Divenire parte del «noi» è un processo lungo, pieno non tanto di «ostacoli» da superare, quanto di pratiche da condividere, come vivere insieme, mangiare gli stessi cibi, lavorare, praticare riti, conversare a lungo, chiedere l’elemosina con altre donne, fare progetti di sviluppo o chiedere fondi ad agenzie internazionali... In nessuna società frequentata dagli antropologi si richiede allo straniero, in via preliminare, di rinunciare alla sua appartenenza forestiera e in nessuna si concede subito loro piena cittadinanza. Perché è proprio il differenziale culturale e sociale a rendere interessanti, «meravigliosi» e pericolosi al tempo stesso, gli stranieri. È la provenienza e appartenenza estranea a consentire loro di farsi mediatori tra la società locale e un mondo più ampio, testimoniando a quest’ultimo i valori, le acquisizioni, le virtù del gruppo in questione. Insomma, gli stranieri divengono per la società locale un mezzo per chiedere «riconoscimento» sociale e culturale: solo quando una società si considera pomposamente bastante a sé stessa non ha bisogno di stranieri e di leggi dell’ospitalità e per questo finisce di circondarsi solo di «alterità» del tutto incompatibili con il «noi», magari relegandole in luoghi dai confini invalicabili. Viene in mente una bella citazione di Claude Lévi-Strauss: «L’unica fatalità, l’unica tara che possa affliggere un gruppo umano e impedirgli di realizzare pienamente la propria natura, è quella di essere solo».

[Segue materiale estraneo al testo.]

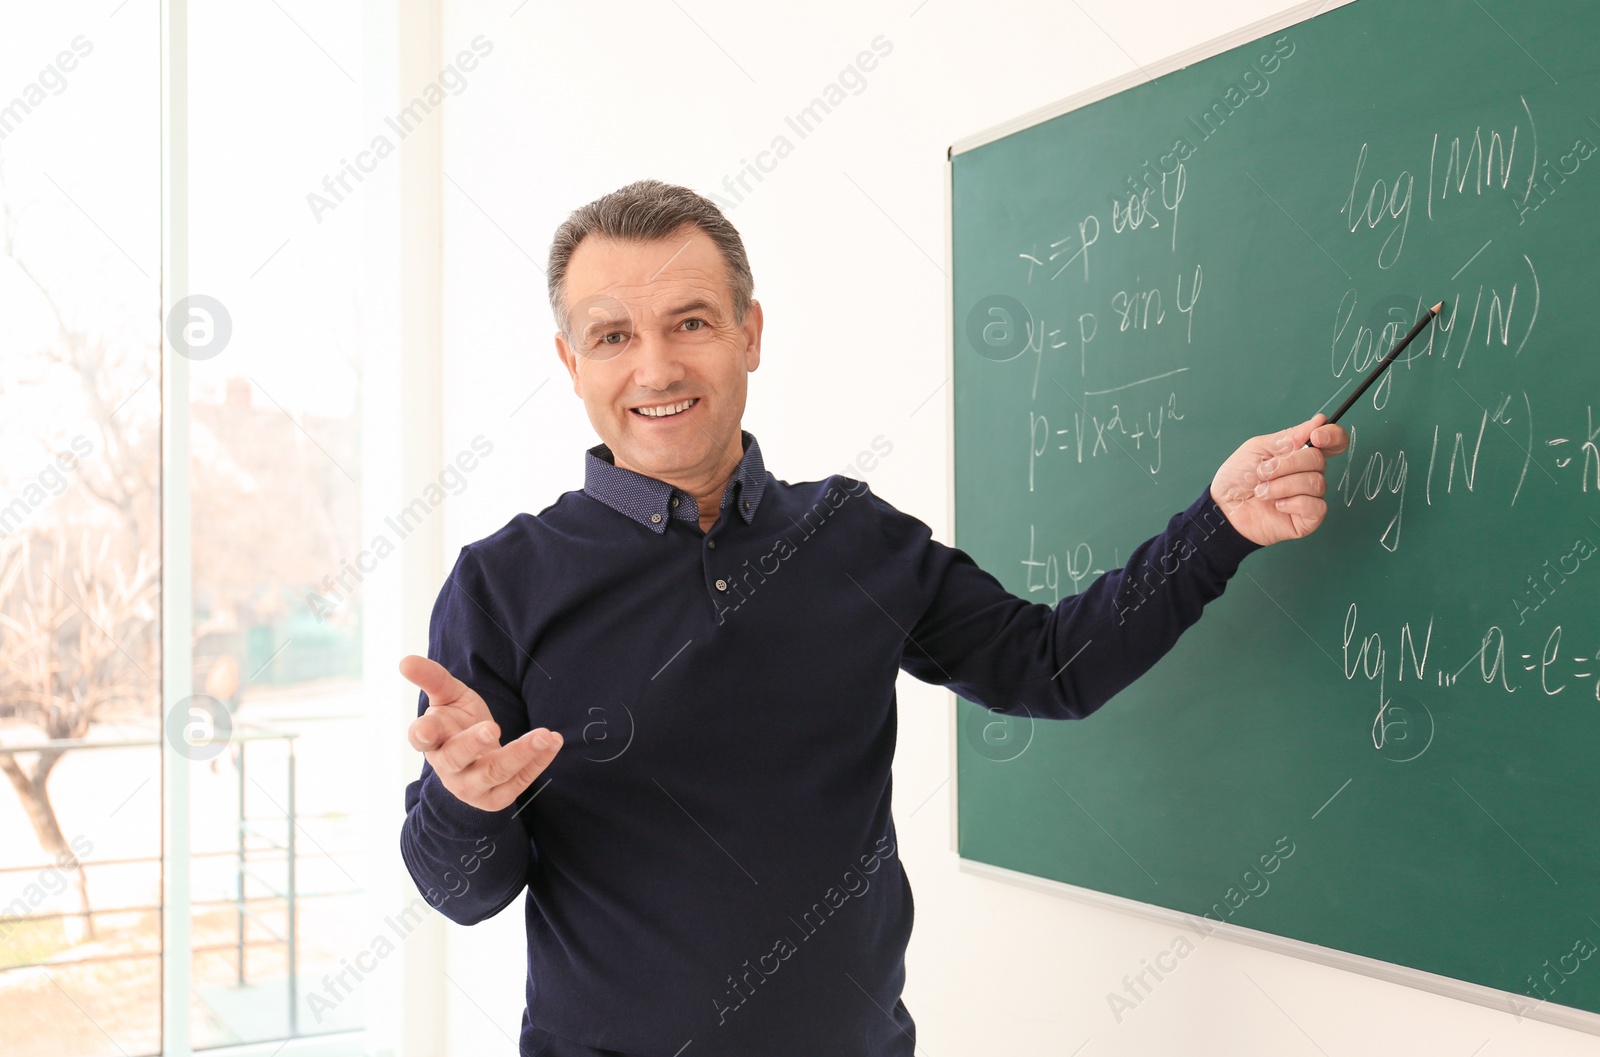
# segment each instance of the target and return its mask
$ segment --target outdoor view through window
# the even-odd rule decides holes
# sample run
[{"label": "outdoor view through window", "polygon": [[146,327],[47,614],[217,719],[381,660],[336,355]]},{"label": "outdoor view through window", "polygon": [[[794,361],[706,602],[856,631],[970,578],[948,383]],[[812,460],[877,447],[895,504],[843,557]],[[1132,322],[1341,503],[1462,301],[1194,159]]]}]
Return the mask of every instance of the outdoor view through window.
[{"label": "outdoor view through window", "polygon": [[[344,760],[365,736],[362,598],[330,587],[362,538],[363,214],[352,195],[313,216],[306,196],[370,132],[360,5],[291,6],[188,5],[191,296],[165,319],[159,5],[16,6],[0,34],[0,1050],[16,1057],[156,1054],[163,1017],[188,1017],[196,1049],[361,1026],[359,1001],[311,996],[366,940]],[[163,396],[174,341],[181,408]],[[165,709],[164,416],[186,420],[169,458],[188,468],[189,546],[169,560],[189,569],[193,673]],[[163,852],[164,741],[195,761],[181,863]],[[190,925],[187,995],[163,993],[163,914]]]}]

È tempo, scrive Michel Agier in Lo straniero che viene (in uscita da Cortina), di rifondare a livello sociale e strutturale l’ospitalità. Nella nostra società si oscilla tra un diffuso fastidio e l’aperta ostilità verso gli stranieri confinati in una dimensione di perenne «alterità» da una parte, e dall’altra il richiamo a un’accoglienza eticamente fondata ovvero a una insostenibile «ospitalità incondizionata», come la definivano Jacques Derrida e Anne Dufourmantelle. Come ospitare allora? Ancora una volta è solo uno sguardo all’ampio spettro delle società umane, contemporanee o antiche, a fornirci modelli e forme della convivenza umana. Agier guarda, per esempio, all’Africa occidentale: da tempo immemorabile, gli Hausa hanno praticato commerci a lunga distanza, connettendo e legando tra loro gruppi sociali disparati, e persino fondando quartieri multietnici ( zongo) in numerose città. I mercati, in gran parte dell’Africa, erano luoghi «neutri», buoni all’incontro con gli stranieri, luoghi in cui giocare all’aperto le dinamiche dell’ospitalità. Ma Agier guarda ugualmente alle tante esperienze di accoglienza ai confini realizzate in Europa nonostante e contro la pressione di molti settori dell’opinione pubblica.
Perché ospitare? Perché è attraverso la forza dei «legami deboli», come li chiamò Mark Granovetter, che possiamo estenderci «fuori» di noi, percorrere vie di fuga verso gli altri, intrecciare idee, valori, concezioni dell’umanità verso e con l’altrove. L’ospitalità è una questione di soglia, come ha scritto Francesco Spagna. Impaurita dal rischio di perdere i legami «forti» (famiglia, comunità, nazione), l’era globale si sta rivelando carente di «legami deboli» come l’ospitalità. La capacità di «fare società» risulta così indebolita e i «noi» (a livello famigliare e sociale) si chiudono e diventano sterili.